Easter eggnog bake
- TM6
- Active time 10 minutes
- Total time 1 hour 30 minutes
- Servings 12 portions
- Mocha eggog
- 6 egg yolks
- 200 g caster sugar
- ½ tsp natural vanilla extract
- 40 g dark chocolate (70% cocoa)
- 25 g instant coffee
- 125 g vodka
- 125 g brandy
- Hot cross buns bake
- 6 hot cross buns, cut into slices (2 cm - see Tips)
- unsalted butter, to grease
- 4 eggs
- 100 g pouring (whipping) cream
- 100 g brown sugar
- 1 tsp ground cinnamon
- ½ tsp ground nutmeg
- cream or ice cream, to serve
Preparation
- Place all Mocha eggnog ingredients into mixing bowl and cook Thicken/80°C. Place liqueur into a hot-rinsed sealable storage bottle, leaving a few centimeters space at the top, and set aside to cool.
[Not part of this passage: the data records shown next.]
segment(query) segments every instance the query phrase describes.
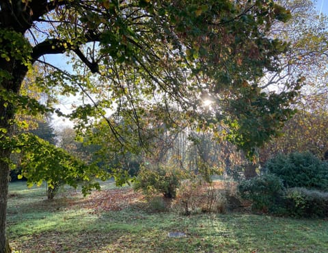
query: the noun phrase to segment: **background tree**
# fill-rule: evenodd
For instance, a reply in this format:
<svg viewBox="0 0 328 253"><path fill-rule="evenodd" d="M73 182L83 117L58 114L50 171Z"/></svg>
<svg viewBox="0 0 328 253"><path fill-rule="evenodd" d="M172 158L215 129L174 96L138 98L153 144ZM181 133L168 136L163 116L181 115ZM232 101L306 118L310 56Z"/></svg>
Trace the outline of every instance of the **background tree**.
<svg viewBox="0 0 328 253"><path fill-rule="evenodd" d="M309 150L323 157L328 148L327 16L319 17L312 1L288 0L279 3L290 10L295 18L273 25L271 36L282 36L290 46L279 59L284 70L270 77L268 83L278 84L298 75L303 77L306 85L295 105L297 114L285 124L284 136L273 139L260 150L262 164L279 152Z"/></svg>
<svg viewBox="0 0 328 253"><path fill-rule="evenodd" d="M72 161L60 150L13 131L14 125L21 125L18 111L56 111L20 93L34 64L48 66L45 76L36 80L42 92L81 96L69 116L77 119L81 133L104 119L122 145L126 139L106 114L125 108L132 113L139 142L142 108L154 101L174 103L200 124L206 125L210 118L225 124L230 128L225 137L251 155L254 146L275 135L275 127L292 113L287 107L299 83L280 93L258 88L264 69L277 70L275 59L287 48L263 31L274 19L290 17L269 0L0 1L0 252L10 251L5 227L10 154L23 148L26 154L42 151L34 165L45 165L47 154ZM71 57L75 72L46 62L44 56L55 53ZM215 101L216 115L198 109L204 94ZM88 170L74 165L80 168L77 172Z"/></svg>

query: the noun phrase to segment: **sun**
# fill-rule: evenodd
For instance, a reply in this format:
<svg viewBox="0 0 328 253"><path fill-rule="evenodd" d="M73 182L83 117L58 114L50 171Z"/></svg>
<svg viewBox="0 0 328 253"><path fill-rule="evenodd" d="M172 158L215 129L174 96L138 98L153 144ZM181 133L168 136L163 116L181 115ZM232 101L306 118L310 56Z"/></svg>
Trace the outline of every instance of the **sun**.
<svg viewBox="0 0 328 253"><path fill-rule="evenodd" d="M205 106L205 107L208 107L208 106L210 106L213 103L213 101L212 101L210 100L210 99L205 99L205 100L203 101L203 105L204 105L204 106Z"/></svg>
Clean and dry mixing bowl.
- Preheat oven to 180°C. Grease a baking dish (24 cm) with butter, then place hot cross buns in the bottom of the dish and set aside.
- Place all remaining bake ingredients into mixing bowl, then
- mix 20 sec/speed 4. Pour over the hot cross buns, making sure they are well covered.
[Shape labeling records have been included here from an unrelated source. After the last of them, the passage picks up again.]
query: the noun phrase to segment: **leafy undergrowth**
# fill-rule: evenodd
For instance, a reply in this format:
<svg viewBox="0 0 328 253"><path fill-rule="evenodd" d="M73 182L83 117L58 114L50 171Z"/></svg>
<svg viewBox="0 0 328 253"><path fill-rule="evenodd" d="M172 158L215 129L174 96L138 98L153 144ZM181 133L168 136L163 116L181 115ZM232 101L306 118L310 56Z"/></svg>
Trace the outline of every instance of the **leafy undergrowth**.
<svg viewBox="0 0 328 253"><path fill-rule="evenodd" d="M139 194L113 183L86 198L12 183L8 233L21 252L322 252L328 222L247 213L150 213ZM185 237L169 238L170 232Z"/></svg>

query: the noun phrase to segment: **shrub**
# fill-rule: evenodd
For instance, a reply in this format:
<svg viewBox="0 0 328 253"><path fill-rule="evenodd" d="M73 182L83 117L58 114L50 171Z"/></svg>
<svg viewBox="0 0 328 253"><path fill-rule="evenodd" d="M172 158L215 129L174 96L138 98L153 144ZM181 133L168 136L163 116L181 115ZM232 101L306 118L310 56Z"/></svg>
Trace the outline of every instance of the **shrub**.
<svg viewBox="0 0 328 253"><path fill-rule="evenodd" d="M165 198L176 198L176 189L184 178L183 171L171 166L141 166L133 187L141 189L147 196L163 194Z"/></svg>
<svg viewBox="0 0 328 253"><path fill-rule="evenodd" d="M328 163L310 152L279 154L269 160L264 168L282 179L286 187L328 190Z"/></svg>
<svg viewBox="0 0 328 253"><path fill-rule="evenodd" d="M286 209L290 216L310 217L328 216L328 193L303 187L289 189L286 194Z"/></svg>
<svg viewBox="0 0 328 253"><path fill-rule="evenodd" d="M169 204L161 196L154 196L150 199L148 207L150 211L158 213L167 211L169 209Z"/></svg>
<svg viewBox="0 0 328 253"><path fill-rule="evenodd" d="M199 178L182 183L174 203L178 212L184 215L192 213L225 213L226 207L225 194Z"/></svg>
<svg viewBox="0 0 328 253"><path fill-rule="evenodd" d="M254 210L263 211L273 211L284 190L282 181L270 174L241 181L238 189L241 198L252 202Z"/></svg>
- Allow the bread to soak for at least 10 minutes (see Tips).
- Cover the baking dish with foil then bake for 20 minutes (180°C). Remove foil and bake for a further 10-15 minutes (180°C) until golden brown. Serve warm with or cream ice cream.
Tips & Tricks
Tips
- You can prepare this dish ahead of time. After step 4, cover baking dish tightly with plastic wrap then place in the freezer for up to 1 month. Remove from the freezer, remove cling wrap and replace with foil before continuing with the recipe. You will need to bake for an additional 5 minutes to ensure it is cooked through.
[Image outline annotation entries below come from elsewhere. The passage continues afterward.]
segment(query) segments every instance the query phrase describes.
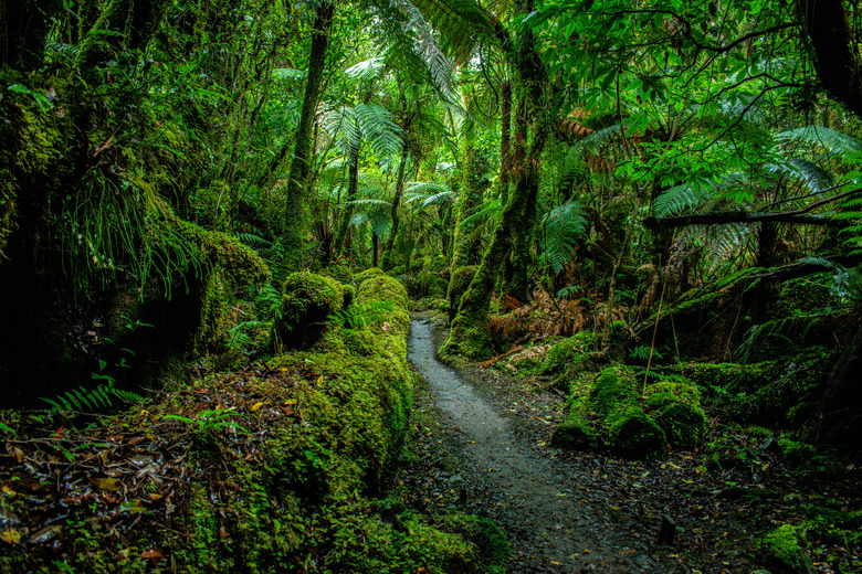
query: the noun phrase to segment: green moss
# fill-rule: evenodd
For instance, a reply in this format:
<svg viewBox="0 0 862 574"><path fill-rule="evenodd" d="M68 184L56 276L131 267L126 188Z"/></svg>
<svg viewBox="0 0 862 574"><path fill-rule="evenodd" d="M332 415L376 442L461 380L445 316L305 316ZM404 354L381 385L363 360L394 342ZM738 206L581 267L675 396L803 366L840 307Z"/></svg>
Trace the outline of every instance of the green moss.
<svg viewBox="0 0 862 574"><path fill-rule="evenodd" d="M318 275L332 277L341 285L353 285L354 283L354 274L347 265L329 265L328 267L320 269Z"/></svg>
<svg viewBox="0 0 862 574"><path fill-rule="evenodd" d="M282 293L281 316L274 325L275 344L308 349L320 343L328 317L344 306L341 285L329 277L298 272L287 276Z"/></svg>
<svg viewBox="0 0 862 574"><path fill-rule="evenodd" d="M688 383L662 381L648 386L643 396L648 408L660 408L675 402L688 405L701 404L701 391Z"/></svg>
<svg viewBox="0 0 862 574"><path fill-rule="evenodd" d="M203 354L221 342L230 313L232 295L220 269L207 274L199 300L200 329L192 342L193 352Z"/></svg>
<svg viewBox="0 0 862 574"><path fill-rule="evenodd" d="M672 402L652 413L667 442L676 448L695 448L706 432L703 408L683 401Z"/></svg>
<svg viewBox="0 0 862 574"><path fill-rule="evenodd" d="M580 331L564 339L550 349L542 366L539 375L558 374L561 371L587 370L592 366L595 337L591 331Z"/></svg>
<svg viewBox="0 0 862 574"><path fill-rule="evenodd" d="M554 429L550 445L574 450L591 450L599 445L599 439L589 421L580 412L572 410L563 424Z"/></svg>
<svg viewBox="0 0 862 574"><path fill-rule="evenodd" d="M371 277L379 277L380 275L386 275L383 269L380 267L370 267L364 272L359 272L356 275L354 275L354 281L356 285L361 285L361 283L366 279L370 279Z"/></svg>
<svg viewBox="0 0 862 574"><path fill-rule="evenodd" d="M353 285L341 285L341 287L344 287L344 305L341 306L341 309L347 309L356 298L356 287Z"/></svg>
<svg viewBox="0 0 862 574"><path fill-rule="evenodd" d="M261 285L270 280L272 273L254 249L240 240L182 221L170 220L180 237L186 240L210 265L219 266L224 277L234 286Z"/></svg>
<svg viewBox="0 0 862 574"><path fill-rule="evenodd" d="M589 400L591 410L602 418L607 418L614 411L637 404L634 373L623 366L605 369L592 384Z"/></svg>
<svg viewBox="0 0 862 574"><path fill-rule="evenodd" d="M492 353L491 332L484 323L477 323L475 318L458 316L452 321L449 339L438 351L440 359L451 361L458 355L483 360Z"/></svg>
<svg viewBox="0 0 862 574"><path fill-rule="evenodd" d="M640 405L617 410L608 424L608 445L612 453L644 458L664 450L667 442L664 431Z"/></svg>
<svg viewBox="0 0 862 574"><path fill-rule="evenodd" d="M788 572L813 571L813 564L806 554L805 545L805 530L792 524L781 524L764 536L761 543L764 550Z"/></svg>

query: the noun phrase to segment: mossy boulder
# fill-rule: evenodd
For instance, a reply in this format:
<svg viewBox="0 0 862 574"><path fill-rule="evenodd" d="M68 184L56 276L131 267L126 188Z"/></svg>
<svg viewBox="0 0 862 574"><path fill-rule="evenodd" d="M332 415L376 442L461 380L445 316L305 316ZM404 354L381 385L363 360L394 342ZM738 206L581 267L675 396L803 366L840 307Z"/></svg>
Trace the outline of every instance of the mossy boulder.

- This is a thick style of advocaat. If you prefer a thinner consistency, add 150-200 g full cream milk in step 1 and proceed as per recipe.
- You can replace hot cross buns with 6 slices of fruit toast (untoasted), cut into 2 cm slices.
Variation
- Cinnamon scrolls: substitute Hot cross buns for left over cinnamon scrolls. At step 2: place only the eggs and eggnog into mixing bowl and mix 20 sec/speed 4, then continue with the recipe.